Der in Krefeld geborene Güner hat neben türkischen auch argentinische Wurzeln, kann somit für Deutschland, die Türkei und Argentinien spielen. Der türkische Verband hatte in der Vergangenheit ebenfalls mal angeklopft – Güner entschied sich damals allerdings, für den DFB aufzulaufen.

Vertrag läuft 2026 aus – Interesse wird weiter steigen

„Ich fühle mich geehrt, wenn Interesse von anderen Verbänden vorhanden ist. Der argentinische Verband bemüht sich sehr, und es ist etwas Besonderes, wenn der aktuelle Weltmeister Interesse daran zeigt, mich einmal einzuladen“, hatte Gladbachs Titelheld im Juni im Interview mit dem kicker gesagt. Nun ging alles ganz schnell.

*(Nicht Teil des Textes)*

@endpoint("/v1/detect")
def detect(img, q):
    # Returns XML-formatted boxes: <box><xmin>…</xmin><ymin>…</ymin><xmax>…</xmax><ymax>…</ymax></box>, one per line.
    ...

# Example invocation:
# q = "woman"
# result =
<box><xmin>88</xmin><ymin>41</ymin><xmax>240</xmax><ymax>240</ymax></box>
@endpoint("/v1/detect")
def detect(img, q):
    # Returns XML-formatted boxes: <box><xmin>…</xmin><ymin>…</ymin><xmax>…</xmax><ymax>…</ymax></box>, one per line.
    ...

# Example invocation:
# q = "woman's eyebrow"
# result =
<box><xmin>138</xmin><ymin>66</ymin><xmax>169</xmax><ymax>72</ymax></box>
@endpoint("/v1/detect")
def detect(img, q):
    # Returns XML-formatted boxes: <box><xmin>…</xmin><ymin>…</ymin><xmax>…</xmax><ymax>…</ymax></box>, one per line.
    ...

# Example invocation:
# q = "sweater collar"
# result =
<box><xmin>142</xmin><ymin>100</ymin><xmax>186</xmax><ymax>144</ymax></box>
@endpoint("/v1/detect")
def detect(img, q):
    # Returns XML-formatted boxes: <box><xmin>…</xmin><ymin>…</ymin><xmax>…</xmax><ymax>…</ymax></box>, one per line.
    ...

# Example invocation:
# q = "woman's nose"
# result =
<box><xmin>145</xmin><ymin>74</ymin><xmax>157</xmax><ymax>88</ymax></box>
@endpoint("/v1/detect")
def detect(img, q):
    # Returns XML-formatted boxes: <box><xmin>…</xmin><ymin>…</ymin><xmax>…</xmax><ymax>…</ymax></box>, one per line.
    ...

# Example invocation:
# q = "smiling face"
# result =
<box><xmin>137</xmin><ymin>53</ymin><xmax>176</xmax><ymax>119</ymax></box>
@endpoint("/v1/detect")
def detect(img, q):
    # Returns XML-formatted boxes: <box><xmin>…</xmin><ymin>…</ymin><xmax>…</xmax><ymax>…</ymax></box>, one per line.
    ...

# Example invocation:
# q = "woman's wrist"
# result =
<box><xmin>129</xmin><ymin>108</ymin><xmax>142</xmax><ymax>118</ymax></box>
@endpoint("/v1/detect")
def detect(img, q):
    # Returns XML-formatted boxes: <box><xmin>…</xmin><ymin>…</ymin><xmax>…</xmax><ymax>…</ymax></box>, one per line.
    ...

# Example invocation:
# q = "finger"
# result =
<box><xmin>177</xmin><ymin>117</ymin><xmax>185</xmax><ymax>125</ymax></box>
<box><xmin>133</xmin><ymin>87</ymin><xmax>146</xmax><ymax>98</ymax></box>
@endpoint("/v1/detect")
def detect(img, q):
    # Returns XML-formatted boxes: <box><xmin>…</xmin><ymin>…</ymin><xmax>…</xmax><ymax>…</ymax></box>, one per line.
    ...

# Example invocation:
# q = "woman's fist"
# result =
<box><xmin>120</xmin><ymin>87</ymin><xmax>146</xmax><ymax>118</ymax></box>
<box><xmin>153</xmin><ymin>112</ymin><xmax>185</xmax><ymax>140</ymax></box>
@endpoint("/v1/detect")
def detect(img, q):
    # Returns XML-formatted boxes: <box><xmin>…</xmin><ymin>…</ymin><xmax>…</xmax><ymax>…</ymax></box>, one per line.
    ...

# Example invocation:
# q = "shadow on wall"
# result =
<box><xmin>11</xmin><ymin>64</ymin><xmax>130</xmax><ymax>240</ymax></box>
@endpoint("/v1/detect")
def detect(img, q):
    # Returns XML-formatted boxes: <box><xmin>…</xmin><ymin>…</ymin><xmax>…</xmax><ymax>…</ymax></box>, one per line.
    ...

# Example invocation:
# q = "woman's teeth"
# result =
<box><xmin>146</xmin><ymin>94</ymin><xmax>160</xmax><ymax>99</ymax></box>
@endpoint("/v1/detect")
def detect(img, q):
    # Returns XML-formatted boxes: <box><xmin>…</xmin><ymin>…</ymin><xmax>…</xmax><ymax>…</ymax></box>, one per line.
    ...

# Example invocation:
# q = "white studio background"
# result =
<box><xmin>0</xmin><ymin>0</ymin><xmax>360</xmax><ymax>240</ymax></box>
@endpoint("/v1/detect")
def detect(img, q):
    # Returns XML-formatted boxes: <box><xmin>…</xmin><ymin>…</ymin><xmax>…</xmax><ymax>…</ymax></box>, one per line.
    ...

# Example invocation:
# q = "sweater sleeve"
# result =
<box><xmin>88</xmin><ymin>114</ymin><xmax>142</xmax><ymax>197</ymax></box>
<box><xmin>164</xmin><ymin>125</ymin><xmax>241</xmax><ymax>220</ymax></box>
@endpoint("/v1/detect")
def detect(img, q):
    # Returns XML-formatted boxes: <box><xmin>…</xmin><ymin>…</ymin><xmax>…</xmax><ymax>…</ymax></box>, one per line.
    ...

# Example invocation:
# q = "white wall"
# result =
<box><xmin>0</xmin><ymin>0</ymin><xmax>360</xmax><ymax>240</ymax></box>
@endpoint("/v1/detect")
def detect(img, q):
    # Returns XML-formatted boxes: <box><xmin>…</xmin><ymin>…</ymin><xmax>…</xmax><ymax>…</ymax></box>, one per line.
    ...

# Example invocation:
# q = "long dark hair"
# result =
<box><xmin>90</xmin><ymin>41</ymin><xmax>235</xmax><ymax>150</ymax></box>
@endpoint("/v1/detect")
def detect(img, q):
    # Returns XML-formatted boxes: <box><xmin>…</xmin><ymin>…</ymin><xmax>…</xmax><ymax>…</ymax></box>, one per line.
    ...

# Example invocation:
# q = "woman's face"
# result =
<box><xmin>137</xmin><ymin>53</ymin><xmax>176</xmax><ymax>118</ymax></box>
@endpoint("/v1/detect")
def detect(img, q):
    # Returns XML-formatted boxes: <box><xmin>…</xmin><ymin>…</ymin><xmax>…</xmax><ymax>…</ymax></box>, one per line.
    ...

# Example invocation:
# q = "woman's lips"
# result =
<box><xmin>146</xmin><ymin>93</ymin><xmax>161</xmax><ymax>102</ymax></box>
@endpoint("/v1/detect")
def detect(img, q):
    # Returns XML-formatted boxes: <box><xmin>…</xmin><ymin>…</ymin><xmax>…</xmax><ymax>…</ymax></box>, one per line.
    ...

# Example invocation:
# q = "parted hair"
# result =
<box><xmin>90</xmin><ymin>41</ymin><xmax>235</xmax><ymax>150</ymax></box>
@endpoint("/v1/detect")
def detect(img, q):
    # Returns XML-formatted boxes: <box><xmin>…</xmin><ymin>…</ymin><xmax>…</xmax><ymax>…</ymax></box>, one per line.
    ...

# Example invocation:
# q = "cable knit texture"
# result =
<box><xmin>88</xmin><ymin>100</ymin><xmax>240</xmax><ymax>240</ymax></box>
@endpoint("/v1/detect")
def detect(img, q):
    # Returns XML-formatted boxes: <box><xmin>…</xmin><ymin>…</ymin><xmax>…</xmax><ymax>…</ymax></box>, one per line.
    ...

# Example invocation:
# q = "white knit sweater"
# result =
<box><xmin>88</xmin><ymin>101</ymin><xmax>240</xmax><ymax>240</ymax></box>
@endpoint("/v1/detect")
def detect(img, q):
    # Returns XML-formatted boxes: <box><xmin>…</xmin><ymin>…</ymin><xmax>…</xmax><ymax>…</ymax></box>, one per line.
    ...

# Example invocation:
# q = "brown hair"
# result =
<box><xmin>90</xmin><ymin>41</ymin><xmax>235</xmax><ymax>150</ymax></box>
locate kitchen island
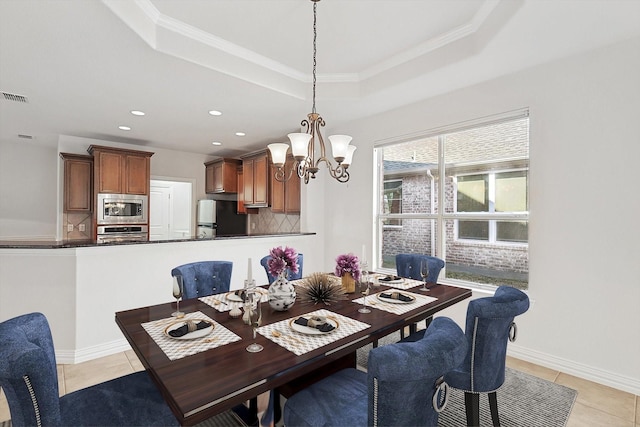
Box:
[0,233,315,249]
[0,233,320,363]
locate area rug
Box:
[0,352,578,427]
[0,410,248,427]
[438,368,578,427]
[357,332,578,427]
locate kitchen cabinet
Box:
[242,151,271,208]
[270,156,300,214]
[60,153,93,213]
[236,165,259,215]
[88,145,153,196]
[204,159,242,194]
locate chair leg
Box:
[464,392,480,426]
[489,391,500,427]
[273,389,282,425]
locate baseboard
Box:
[507,344,640,396]
[56,338,131,365]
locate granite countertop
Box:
[0,233,316,249]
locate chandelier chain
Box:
[311,1,318,113]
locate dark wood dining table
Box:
[115,283,471,425]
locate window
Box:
[382,180,402,226]
[375,110,529,289]
[456,170,528,243]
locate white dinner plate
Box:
[227,292,242,302]
[289,316,340,335]
[376,291,416,304]
[164,319,215,340]
[378,276,404,285]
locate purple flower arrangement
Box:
[267,246,298,277]
[335,254,360,280]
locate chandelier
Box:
[268,0,356,184]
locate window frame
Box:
[373,108,531,291]
[453,167,529,246]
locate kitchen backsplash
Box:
[249,208,300,235]
[62,213,93,240]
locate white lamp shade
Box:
[342,145,357,166]
[329,135,351,162]
[287,133,311,160]
[267,142,289,167]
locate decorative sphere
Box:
[269,276,296,311]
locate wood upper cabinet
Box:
[88,145,153,195]
[60,153,93,212]
[204,159,242,193]
[270,156,300,213]
[242,151,271,208]
[237,165,259,215]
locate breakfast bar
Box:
[0,233,320,363]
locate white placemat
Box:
[258,309,371,356]
[351,290,438,314]
[198,288,269,312]
[370,274,422,290]
[142,311,242,360]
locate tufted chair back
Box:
[0,313,178,427]
[396,254,444,283]
[447,286,529,393]
[367,317,467,426]
[260,254,304,283]
[171,261,233,299]
[445,286,529,426]
[0,313,62,426]
[284,317,467,426]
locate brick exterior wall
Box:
[382,119,529,274]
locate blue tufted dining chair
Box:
[0,313,179,427]
[260,254,304,283]
[403,286,529,426]
[171,261,233,299]
[284,317,467,426]
[396,254,444,283]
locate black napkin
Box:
[380,292,413,302]
[169,320,211,338]
[294,316,335,332]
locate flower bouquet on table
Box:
[267,246,298,277]
[335,253,360,294]
[267,246,298,311]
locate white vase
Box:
[269,274,296,311]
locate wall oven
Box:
[96,193,149,225]
[96,225,149,243]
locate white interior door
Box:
[149,185,173,240]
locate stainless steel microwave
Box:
[96,193,149,225]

Güner war der Matchwinner im Endspiel um die Deutsche-B-Junioren-Meisterschaft Mitte Juni. Mit seinen zwei Toren zum 2:1 und 3:1 im Finale gegen RB Leipzig (Endstand 3:1) schoss er die U 17 der Fohlen zum ersten Titel in dieser Altersklasse seit 44 Jahren.  Güner war in der vergangenen Saison Stammspieler der Mannschaft und beendete die Spielzeit 2024/25 als bester Torschütze seines Teams.

Für Güner ist die Nominierung eine Auszeichnung und für die Borussen ein erfreuliches Signal, dass die Leistungen ihrer Nachwuchsspieler auch international viel Beachtung finden. Allerdings dürfte damit auch das Interesse am Offensivspieler weiter steigen. Güners Vertrag in Gladbach läuft 2026 aus. Die Borussia, die in Zukunft noch mehr Talente zu den Profis „durchbringen“ möchte, wird das Ziel verfolgen, den Youngster auch über den nächsten Sommer hinaus an sich zu binden.

Trotzdem eine Zukunft beim DFB? Die Tür bleibt offen

Güner trifft in Argentinien einen alten Bekannten aus der Bundesliga. Diego Placente, der ehemalige Profi von Bayer Leverkusen (2001 bis 2005), ist Trainer der argentinischen U-17-Auswahl. Mit seinem Team nimmt Placente – wie die DFB-Junioren – auch an der Weltmeisterschaft in Katar im November teil. Noch im Juli findet ein internationales Turnier im spanischen Valencia (19. bis 30. Juli) statt, es dient als Vorbereitung auf die WM.

Es ist damit zu rechnen, dass Güner während des Turniers sein Debüt für Argentinien feiern wird. Allerdings würde selbst das keine endgültige Entscheidung für einen Verbandswechsel bedeuten. Die Tür für eine Rückkehr zum DFB bleibt offen.